The question I received last week prompted me to do an extensive overview of the potential dangers facing the U.S. economy and the U.S. dollar.  The reader who sent that in also had this to say …

The other forecast is that gold will hit a record $2,500 value within one year.  Other trading sites claim silver is a better investment than gold and yet other sites say gold will fall within a year. 

If one listens to or reads any two financial analysts on any market topic, one fascinating reality is that you can expect two well informed yet diametrically opposed conclusions on that market topic.  Gold and silver are no exception, as the reader points out. 

Earlier this year when gold was treading water around $1300, I said gold would see $1200 before it would see $1500.  I was wrong – dead wrong.  My point then was that gold was forming a bubble, and as we all know, bubbles only have so much elasticity.  At some point, the pressure is too great and they burst.  I still say the gold bubble will burst.  When, though, I don’t know.  It all depends on the U.S. economic recovery, the strength of the U.S. dollar, The Federal Reserve policies, and the willingness of central banks around the globe to keep buying it up.  It is hard for me to imagine that it will reach $2500 within a year, but, hey, what do I know …

Silver, on the other hand, just popped, but it is already forming a new bubble.  Clearly, the industrial/precious metal was dancing out of its league when it approached $50, but it seems to be holding above $35.  Can it stay together at such abnormal heights? 

As commodities, gold and silver are enjoying the upward push from the Fed policies.  Come June, one pressured-packed policy (QE2) will end.  Will both retain their lofty heights as the money that pushed them up potentially moves to other asset classes?  We will see, soon enough.

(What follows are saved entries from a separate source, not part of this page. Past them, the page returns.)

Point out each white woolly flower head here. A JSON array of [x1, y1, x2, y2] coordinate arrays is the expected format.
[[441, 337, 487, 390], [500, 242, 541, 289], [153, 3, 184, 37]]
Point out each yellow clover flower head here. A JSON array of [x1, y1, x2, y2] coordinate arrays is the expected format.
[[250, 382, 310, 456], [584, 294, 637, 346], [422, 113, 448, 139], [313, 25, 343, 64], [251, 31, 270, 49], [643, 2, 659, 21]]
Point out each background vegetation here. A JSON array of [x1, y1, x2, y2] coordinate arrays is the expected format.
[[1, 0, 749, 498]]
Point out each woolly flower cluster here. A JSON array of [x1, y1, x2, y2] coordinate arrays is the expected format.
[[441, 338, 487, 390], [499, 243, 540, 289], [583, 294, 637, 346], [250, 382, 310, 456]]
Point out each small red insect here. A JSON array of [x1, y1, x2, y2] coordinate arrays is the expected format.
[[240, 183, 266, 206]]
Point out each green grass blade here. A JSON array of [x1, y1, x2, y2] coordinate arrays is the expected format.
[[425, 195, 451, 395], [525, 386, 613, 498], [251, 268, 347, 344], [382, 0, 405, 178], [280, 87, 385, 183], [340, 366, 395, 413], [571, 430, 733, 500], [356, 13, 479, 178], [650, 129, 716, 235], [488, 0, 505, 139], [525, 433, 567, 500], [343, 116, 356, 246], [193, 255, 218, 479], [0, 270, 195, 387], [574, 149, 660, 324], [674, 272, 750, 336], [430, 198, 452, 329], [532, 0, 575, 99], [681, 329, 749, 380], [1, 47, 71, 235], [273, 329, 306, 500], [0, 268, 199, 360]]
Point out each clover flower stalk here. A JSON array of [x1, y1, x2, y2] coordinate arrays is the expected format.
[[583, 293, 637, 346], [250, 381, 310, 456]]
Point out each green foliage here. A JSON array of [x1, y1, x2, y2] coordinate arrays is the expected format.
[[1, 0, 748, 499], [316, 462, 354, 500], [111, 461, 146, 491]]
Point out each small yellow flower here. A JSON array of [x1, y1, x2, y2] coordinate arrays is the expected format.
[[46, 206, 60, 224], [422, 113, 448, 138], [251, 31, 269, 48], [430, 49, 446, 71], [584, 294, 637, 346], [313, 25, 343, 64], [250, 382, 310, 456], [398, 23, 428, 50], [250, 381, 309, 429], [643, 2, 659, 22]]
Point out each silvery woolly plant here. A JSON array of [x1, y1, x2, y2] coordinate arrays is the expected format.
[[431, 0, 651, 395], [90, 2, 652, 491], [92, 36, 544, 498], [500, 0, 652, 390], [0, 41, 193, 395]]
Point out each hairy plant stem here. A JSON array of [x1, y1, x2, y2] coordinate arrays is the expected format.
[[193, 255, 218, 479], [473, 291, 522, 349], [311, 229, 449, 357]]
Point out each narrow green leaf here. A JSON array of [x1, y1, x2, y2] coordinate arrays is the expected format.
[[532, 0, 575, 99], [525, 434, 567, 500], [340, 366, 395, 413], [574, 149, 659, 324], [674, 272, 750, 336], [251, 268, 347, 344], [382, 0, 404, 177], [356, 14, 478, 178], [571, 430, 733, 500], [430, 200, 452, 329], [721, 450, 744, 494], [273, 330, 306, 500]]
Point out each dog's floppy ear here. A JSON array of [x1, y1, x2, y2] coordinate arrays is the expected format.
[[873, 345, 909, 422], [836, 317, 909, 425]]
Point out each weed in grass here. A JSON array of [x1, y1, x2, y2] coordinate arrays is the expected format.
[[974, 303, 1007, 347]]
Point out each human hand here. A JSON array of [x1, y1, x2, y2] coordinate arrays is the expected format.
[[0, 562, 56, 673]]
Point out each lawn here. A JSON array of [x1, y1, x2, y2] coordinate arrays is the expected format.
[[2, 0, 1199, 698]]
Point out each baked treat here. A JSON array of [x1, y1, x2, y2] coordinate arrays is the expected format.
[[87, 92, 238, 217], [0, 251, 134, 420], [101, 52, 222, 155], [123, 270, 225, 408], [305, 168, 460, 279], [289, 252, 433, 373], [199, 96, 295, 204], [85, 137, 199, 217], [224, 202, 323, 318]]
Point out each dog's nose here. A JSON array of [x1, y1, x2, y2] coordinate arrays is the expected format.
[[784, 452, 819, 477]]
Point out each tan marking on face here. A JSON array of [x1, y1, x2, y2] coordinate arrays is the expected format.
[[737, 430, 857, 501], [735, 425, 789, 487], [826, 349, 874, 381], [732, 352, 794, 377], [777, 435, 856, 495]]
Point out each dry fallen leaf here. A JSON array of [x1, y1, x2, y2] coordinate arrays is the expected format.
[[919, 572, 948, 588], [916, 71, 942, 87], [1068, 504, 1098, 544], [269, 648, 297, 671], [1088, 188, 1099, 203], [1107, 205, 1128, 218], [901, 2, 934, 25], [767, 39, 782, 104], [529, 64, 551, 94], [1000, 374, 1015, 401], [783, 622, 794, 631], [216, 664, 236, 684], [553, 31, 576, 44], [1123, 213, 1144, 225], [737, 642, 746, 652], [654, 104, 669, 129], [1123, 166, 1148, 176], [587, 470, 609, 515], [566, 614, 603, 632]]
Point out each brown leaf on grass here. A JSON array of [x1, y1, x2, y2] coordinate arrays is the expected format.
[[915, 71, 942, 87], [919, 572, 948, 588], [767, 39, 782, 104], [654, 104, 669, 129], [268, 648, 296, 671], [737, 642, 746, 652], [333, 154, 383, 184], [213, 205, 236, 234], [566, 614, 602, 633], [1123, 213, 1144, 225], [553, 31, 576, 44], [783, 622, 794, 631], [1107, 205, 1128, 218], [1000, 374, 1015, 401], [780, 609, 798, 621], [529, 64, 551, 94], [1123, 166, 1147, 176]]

QE2 aside, gold is traditionally bought as a hedge against inflation and as a safe haven in troubling economic times.  Silver has industrial uses, so it has industrial demand.  Both metals have vanity demand as well. Given this, if one places their value in an economic context, one can see that the rise or fall in their prices depends on the both the perception and reality of the U.S. and global economic recoveries, the appearance (or not) of strong inflation, and, arguably the most important factor, the strength or weakness of the U.S. dollar.  Currently, the Fed’s unofficial “low-dollar” policy is helping keep the prices up (as stated), and it appears that policy will not change soon.

If, however, commodity (oil and food) prices insist on moving higher after June, inflation will become a concern and U.S interest rates will rise.  If that happens, the U.S and global economic recoveries will slow, but the U.S. dollar will strengthen. 

Now, can you understand why such confusion exists “out there” regarding gold and silver?  Can you see why it is important that you not listen to “them,” that you need to come to your own understanding and act on that, not what someone else tells you?